Röportaj: Bahar BÜKE

- Bildiğim kadarıyla, yayıncılık sektöründe “ANGE YAYINLARI” olarak yeni sayılırsınız. Sizi bu sektöre atılmaya iten en önemli etken nedir? Okurlarınız ve yazarlarınız neden “ANGE YAYINLARI”nı seçmeli ve sizce sizi diğer yayınevlerinden ayıran nedir? 

Kendimi bildim bileli, kitaplarla her zaman içli dışlıydım. Hem okumayı hem yazmayı seven bir insan olarak başka bir sektörde kendimi hayal edemiyorum. Birçok kitabın editörlüğünü, kitaplara olan tutkumdan ötürü bile isteye kendim üstleniyorum. Ve bunu büyük bir keyifle yaptığımı söyleyebilirim. Ne zaman elime düzenlemem için yeni bir dosya ulaşsa, büyük bir heyecan uyanıyor içimde. Bir solukla başlayıp bitiriyorum. Sanki basılmak için hazırlanması gereken bir kitap değil de bana hediye edilmiş gibi hissediyorum. Bu da işimi daha tutkulu ve özenli yapmamı sağlıyor. Bir yayınevi olmaktan çok okurlarım ve yazarlarımla aile, dost olmaya çalışıyorum. Onlar hayatıma kazandırdığım edebi ve güzel insanlar aynı zamanda. Bu yüzden bu işin maddiyattan öte maneviyatını önemsiyorum. Bu da bizi ANGE YAYINLARI olarak diğer yayınevlerinden ayıran en bariz özellik bence. - Yayınevi yöneticisi ve bir yazar olmanız dışında aynı zamanda sizde bir okursunuz. Bir okur olarak yazarlarınızın kitaplarının daha çok tercih edilesi olabilmesi için bir öneride bulunur musunuz? Bulunursanız bunlar nelerdir? Tercih edinebilmesi olayı, biraz yazım aşamasından sonra olan reklam aracılığı ile oluyor. Siz muhteşem bir eserde çıkartmış olsanız, kimse bilmeyince, belirli kitlelere erişilmeyince maalesef gereken okur kitlesi ile buluşamıyor. Bunun için de yazara ve biz yayıncılara büyük görevler düşüyor. Çağımızın en güzel yanı ise bu konuda sosyal medyanın gücüdür. Yazarlarımızla iş birliği içerisinde, el ele vererek bunu da çok başarılı şekilde üstleniyoruz. Yani samimiyetin, şeffaflığın, birliğin gücünü bilerek ilerlemenin onurunu, yazarlarımızla birlikte eriştiğimiz okur kitlesinden mükafat olarak alıyoruz. Daha iyisini yapabilmek adına da yine iş birliği ile görüşmelerimiz, fikir alışverişlerimiz devam etmektedir. 

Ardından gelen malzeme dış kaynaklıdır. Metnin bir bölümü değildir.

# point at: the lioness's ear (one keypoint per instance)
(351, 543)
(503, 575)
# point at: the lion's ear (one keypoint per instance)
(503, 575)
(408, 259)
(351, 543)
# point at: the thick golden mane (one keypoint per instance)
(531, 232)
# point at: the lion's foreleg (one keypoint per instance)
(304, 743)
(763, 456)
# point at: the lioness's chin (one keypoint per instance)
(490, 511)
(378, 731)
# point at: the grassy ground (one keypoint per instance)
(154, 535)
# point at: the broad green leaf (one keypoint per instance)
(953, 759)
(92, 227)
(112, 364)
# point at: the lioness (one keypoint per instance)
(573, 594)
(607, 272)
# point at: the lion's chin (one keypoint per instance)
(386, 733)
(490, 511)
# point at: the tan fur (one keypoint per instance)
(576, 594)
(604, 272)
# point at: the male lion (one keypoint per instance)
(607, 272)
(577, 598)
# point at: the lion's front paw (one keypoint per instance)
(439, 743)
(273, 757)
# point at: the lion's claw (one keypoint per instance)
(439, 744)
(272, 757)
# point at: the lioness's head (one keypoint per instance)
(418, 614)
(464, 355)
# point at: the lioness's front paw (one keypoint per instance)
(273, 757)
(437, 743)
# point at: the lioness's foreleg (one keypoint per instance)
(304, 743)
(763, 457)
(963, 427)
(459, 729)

-Çok kısa sürede büyük bir yükselişe geçtiğinizi görüyoruz. Bunu neye borçlusunuz? 

Öncelikle gerçek anlamda, emek vermediğiniz, vakit ayırıp, fedakarlıklarda bulunup, konfor alanınızın dışına çıkmadığınızda hiçbir şey gelip sizin avuçlarınızın içine konmuyor. Bunun için özveri ve disiplinle çalışmak çok önemli. Bana göre bir yazar ve yayıncı olarak, yazarlarımın ruhuna dokunuyor olmak, her konuda şeffaf olabilmek ve geniş objektif bir perspektiften bakabilmek, bu işin büyümesine yol açan en etken nedenlerden bazıları. Hem çalışanlarım hem yazarlarım hem de kendi emeklerim sayesinde büyüdük ve büyümeye de devam ediyoruz. 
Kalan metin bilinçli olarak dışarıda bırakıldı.